Runner per organization vs per repository
| Scope | githubConfigUrl | Use |
|---|---|---|
| Repository | https://github.com/org/repo | Jobs only from this repo |
| Organization | https://github.com/org | Any repo in the org can use it |
For organizations, the PAT needs the admin:org scope.
Troubleshooting
Error: kubernetes cluster unreachable
Error: kubernetes cluster unreachable: Get "http://localhost:8080/version": dial tcp 127.0.0.1:8080: connect: connection refused
Solution: Update kubeconfig:
aws eks update-kubeconfig --region us-east-1 --name your-eks-cluster
Runners not showing up on GitHub
# Verify controller is running
kubectl get pods -n arc-systems
# Check controller logs
kubectl logs -n arc-systems -l app.kubernetes.io/name=gha-runner-scale-set-controller
# Verify listener is active
kubectl get pods -n arc-runners
Pods with ImagePullBackOff
The ECR secret probably expired:
# Force manual renewal
kubectl create job --from=cronjob/ecr-registry-helper ecr-renew-now -n arc-runners
# Verify secret exists
kubectl get secret ecr-registry-credentials -n arc-runners
Stuck jobs
The activeDeadlineSeconds: 3000 in the template kills pods after 50 minutes. To clean up manually:
# List old pods
kubectl get pods -n arc-runners --sort-by=.metadata.creationTimestamp
# Delete stuck pods
kubectl delete pod <pod-name> -n arc-runners
Check Helm releases
helm list -n arc-systems # controller
helm list -n arc-runners # runners
Costs: Self-Hosted vs Managed
| GitHub Hosted | Self-Hosted (EKS) | |
|---|---|---|
| Hardware | Fixed: 4 vCPU / 16GB RAM | You choose (c6i, r6i, m6i…) |
| Cost per minute | $0.008 (Linux) | EC2 instance cost |
| Free minutes | 2000/month (private) | Unlimited |
| Scale to zero | N/A | Yes (pay only when running) |
| VPC access | No | Yes |
| Custom image | Limited | Full control |
| Pull latency | High (public registry) | Low (ECR in same region) |
| GPU available | No | Yes (p3, g5, etc) |
For teams with high CI/CD volume (>5000 min/month) or workflows requiring specific hardware, self-hosted on EKS is generally cheaper and faster.

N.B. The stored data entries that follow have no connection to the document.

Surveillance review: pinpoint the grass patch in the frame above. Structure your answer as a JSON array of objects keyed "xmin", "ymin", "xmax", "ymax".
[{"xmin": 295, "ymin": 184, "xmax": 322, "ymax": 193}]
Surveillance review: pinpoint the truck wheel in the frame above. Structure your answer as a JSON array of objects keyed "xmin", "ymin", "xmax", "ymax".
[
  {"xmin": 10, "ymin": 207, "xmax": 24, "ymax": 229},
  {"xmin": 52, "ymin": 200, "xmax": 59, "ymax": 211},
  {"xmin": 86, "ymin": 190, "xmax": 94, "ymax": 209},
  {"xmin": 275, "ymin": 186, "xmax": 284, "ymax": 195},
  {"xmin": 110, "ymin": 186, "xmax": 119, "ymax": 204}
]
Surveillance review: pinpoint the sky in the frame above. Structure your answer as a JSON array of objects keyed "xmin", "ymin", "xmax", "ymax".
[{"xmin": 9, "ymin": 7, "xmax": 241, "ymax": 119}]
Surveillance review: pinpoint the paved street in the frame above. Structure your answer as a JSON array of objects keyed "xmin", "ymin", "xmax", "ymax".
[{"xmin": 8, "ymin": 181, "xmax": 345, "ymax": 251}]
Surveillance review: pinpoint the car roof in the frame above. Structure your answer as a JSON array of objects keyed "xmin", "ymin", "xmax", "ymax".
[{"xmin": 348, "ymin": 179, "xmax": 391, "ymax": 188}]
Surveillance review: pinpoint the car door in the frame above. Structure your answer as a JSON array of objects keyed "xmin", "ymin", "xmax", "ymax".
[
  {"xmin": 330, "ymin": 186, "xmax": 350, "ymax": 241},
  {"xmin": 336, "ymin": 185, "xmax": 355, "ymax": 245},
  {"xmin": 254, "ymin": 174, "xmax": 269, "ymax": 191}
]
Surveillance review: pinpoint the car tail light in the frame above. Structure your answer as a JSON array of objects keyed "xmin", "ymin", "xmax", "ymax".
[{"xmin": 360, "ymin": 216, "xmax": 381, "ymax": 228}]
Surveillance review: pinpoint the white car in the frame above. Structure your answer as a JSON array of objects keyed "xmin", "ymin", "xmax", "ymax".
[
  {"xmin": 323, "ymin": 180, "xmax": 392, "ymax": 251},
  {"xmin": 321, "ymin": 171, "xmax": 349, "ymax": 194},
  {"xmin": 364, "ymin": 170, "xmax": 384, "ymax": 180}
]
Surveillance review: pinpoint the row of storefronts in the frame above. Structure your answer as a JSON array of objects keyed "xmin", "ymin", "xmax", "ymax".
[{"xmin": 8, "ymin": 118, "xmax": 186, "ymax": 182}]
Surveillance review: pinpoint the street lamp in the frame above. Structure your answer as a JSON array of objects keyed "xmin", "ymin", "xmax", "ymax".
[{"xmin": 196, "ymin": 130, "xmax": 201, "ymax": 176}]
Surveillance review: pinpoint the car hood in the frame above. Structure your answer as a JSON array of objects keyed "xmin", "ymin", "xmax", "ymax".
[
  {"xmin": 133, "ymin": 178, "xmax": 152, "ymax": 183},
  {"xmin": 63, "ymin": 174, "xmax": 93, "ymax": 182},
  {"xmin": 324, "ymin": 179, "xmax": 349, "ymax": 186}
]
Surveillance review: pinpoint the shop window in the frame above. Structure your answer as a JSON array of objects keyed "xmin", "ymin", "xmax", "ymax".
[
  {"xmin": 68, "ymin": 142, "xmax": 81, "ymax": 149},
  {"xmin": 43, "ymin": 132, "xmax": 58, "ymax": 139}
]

Choosing instance type by workload
The big advantage is being able to direct each job type to appropriate hardware using nodeSelector and tolerations:
| Workload | Recommended instance | Why |
|---|---|---|
| Docker build / compilation | c6i.2xlarge (8 vCPU) | CPU-intensive, parallel build |
| Integration tests | m6i.xlarge (4 vCPU / 16GB) | Balanced |
| Heavy database tests | r6i.xlarge (4 vCPU / 32GB) | Memory-intensive |
| ML / image processing | g5.xlarge (GPU) | GPU workloads |
On EKS, you create separate node groups with labels and taints, and each runner scale set points to the ideal node group:
# Runner for heavy builds (CPU)
template:
spec:
nodeSelector:
intent: "ci-cpu-heavy"
tolerations:
- key: "ci-cpu-heavy"
operator: "Equal"
value: "true"
effect: "NoSchedule"
# Runner for database tests (memory)
template:
spec:
nodeSelector:
intent: "ci-memory"
tolerations:
- key: "ci-memory"
operator: "Equal"
value: "true"
effect: "NoSchedule"
This way, a heavy docker build doesn’t compete for resources with integration tests, and you don’t pay for 32GB of RAM on jobs that only need CPU.
Conclusion
With this architecture you have:
- Scale to zero — no costs when no jobs are running
- Autoscaling — ARC creates pods on demand based on job queue
- Custom image — all tools your pipelines need, pre-installed
- Security — runners inside the VPC, with access to internal resources
- Automation — ECR credentials automatically renewed, batch updates via script
The initial setup has moderate complexity, but once running, maintenance is minimal. The update script and credentials CronJob cover the two points that cause the most day-to-day issues.
Next step: Clone this setup, adapt the variables for your environment and start with a runner for a test repository. Then just replicate for the rest.